US proposed replacing presidential election with lottery: scientists say it could work
It would probably be better for the United States of America if all the power in the country were chosen by blind lottery rather than by popular election. This may sound naive, anti-democratic and even counterproductive, but numerous studies have proven that leaders chosen in this way can be even more effective than those who win by the standard system.
An organizational psychologist at the Wharton School of the University of Pennsylvania Adam Grant wrote about this in an article in The New York Times. He cites a study by Australian psychologist Alexander Haslam.
"We are already using a version of the lottery for jury selection in the US. What if we did the same with mayors, governors, legislators, judges and even presidents?" Grant asks.
Citing Haslam's research, he notes that experiments suggest that better decisions are made when a group leader is chosen by lottery rather than by their leadership skills or peers.
Research has shown that systematically elected leaders can "frustrate group goals" and engage in asserting "personal superiority" as politicians or officials who are voted for by a certain group of people begin to feel a certain giddiness, their own "chosenness" and superiority.
Grant notes that the election of leaders by lottery has a historical precedent in ancient Greece, which is the birthplace of democracy. Many officials were chosen by a random lottery among a pool of candidates in Athens in particular.
He states that those who were chosen at random usually did not feel enough power to succumb to it. At the same time, they had a heightened sense of responsibility.
"I haven't done anything to deserve it, so I have to make sure I represent the group well," the psychologist explains people's opinions.
Grant claims to have proposed the idea to members of the U.S. Congress, but they are concerned about how to ensure that the winners of such a lottery are competent enough to run the government.
The psychologist explains that in Athens this was ensured by requiring candidates to pass a test "on their ability to exercise public rights and duties," and perhaps the same could be true in America. It can be a citizenship test that would result in the country getting leaders who "understand the Constitution."
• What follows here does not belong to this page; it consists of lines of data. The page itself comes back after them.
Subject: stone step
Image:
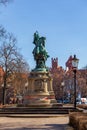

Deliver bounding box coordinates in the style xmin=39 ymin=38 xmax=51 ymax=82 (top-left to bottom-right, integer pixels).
xmin=0 ymin=107 xmax=78 ymax=114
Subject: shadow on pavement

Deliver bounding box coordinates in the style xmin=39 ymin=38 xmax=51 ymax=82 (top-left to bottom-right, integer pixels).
xmin=0 ymin=124 xmax=74 ymax=130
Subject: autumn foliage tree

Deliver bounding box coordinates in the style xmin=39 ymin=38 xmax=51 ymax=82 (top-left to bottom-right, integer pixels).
xmin=11 ymin=54 xmax=29 ymax=98
xmin=77 ymin=68 xmax=87 ymax=98
xmin=50 ymin=65 xmax=87 ymax=103
xmin=0 ymin=32 xmax=29 ymax=105
xmin=63 ymin=68 xmax=87 ymax=102
xmin=50 ymin=66 xmax=65 ymax=100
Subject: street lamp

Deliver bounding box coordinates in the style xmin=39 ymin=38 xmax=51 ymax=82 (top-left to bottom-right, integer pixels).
xmin=72 ymin=55 xmax=79 ymax=109
xmin=61 ymin=81 xmax=65 ymax=104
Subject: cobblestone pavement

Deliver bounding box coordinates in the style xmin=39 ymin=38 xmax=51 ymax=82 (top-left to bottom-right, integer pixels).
xmin=0 ymin=115 xmax=74 ymax=130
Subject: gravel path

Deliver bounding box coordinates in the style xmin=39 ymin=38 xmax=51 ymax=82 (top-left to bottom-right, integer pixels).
xmin=0 ymin=115 xmax=74 ymax=130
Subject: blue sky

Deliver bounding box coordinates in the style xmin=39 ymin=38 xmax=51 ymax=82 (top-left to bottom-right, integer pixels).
xmin=0 ymin=0 xmax=87 ymax=70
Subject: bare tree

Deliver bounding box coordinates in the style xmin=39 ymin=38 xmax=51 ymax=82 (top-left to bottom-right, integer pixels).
xmin=0 ymin=26 xmax=7 ymax=43
xmin=14 ymin=53 xmax=29 ymax=73
xmin=0 ymin=33 xmax=29 ymax=105
xmin=0 ymin=0 xmax=13 ymax=40
xmin=11 ymin=54 xmax=29 ymax=97
xmin=0 ymin=33 xmax=17 ymax=104
xmin=0 ymin=0 xmax=12 ymax=5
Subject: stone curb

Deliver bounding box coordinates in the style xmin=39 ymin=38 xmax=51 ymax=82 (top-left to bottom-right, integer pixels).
xmin=0 ymin=114 xmax=69 ymax=118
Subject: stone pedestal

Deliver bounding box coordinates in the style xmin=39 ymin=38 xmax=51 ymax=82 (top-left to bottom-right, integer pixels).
xmin=23 ymin=71 xmax=57 ymax=107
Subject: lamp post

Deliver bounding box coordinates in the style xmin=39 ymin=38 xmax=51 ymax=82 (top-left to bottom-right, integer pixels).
xmin=72 ymin=55 xmax=79 ymax=109
xmin=61 ymin=81 xmax=65 ymax=104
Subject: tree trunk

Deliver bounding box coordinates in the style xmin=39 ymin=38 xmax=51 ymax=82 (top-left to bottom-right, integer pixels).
xmin=2 ymin=75 xmax=7 ymax=105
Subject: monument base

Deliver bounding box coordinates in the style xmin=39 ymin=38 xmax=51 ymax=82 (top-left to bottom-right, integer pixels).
xmin=23 ymin=94 xmax=51 ymax=107
xmin=23 ymin=71 xmax=57 ymax=108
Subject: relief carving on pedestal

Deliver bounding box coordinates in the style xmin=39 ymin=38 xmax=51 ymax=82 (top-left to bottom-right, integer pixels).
xmin=34 ymin=80 xmax=44 ymax=92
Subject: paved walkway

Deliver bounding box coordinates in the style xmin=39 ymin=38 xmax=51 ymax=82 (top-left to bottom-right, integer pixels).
xmin=0 ymin=114 xmax=74 ymax=130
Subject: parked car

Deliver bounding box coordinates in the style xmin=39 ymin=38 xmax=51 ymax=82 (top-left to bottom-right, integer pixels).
xmin=81 ymin=101 xmax=87 ymax=104
xmin=85 ymin=102 xmax=87 ymax=104
xmin=76 ymin=101 xmax=81 ymax=104
xmin=57 ymin=99 xmax=62 ymax=103
xmin=76 ymin=98 xmax=81 ymax=104
xmin=81 ymin=98 xmax=87 ymax=104
xmin=63 ymin=99 xmax=69 ymax=104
"A lottery would also improve our chances of avoiding the worst candidates. That's because the people most drawn to power are usually the least fit to wield it," Grant noted.
He believes such a lottery would give a fair chance to people "not tall or manly enough to win."
"It would also open the door to people who don't have enough connections or wealth to run for office. Our flawed campaign finance system allows the rich and powerful to buy their way into the race, keeping people without money or influence off the ballot," the scholar notes.
Grant points out that studies show that "people who grew up in low-income families are often more effective leaders that are less likely to cheat. They are also less likely to be narcissistic and have a sense of entitlement."
Switching to a lottery would also save a lot of money, as the 2020 election, for example, cost more than $14 billion.
"IF there is no campaign, there will be no special interests offering to help pay for it. Finally, no ballot also means no boundaries for gerrymandering and no Electoral College to argue with. Instead of questioning the accuracy of counting millions of ballots, we can watch the lottery live," Grant summarized.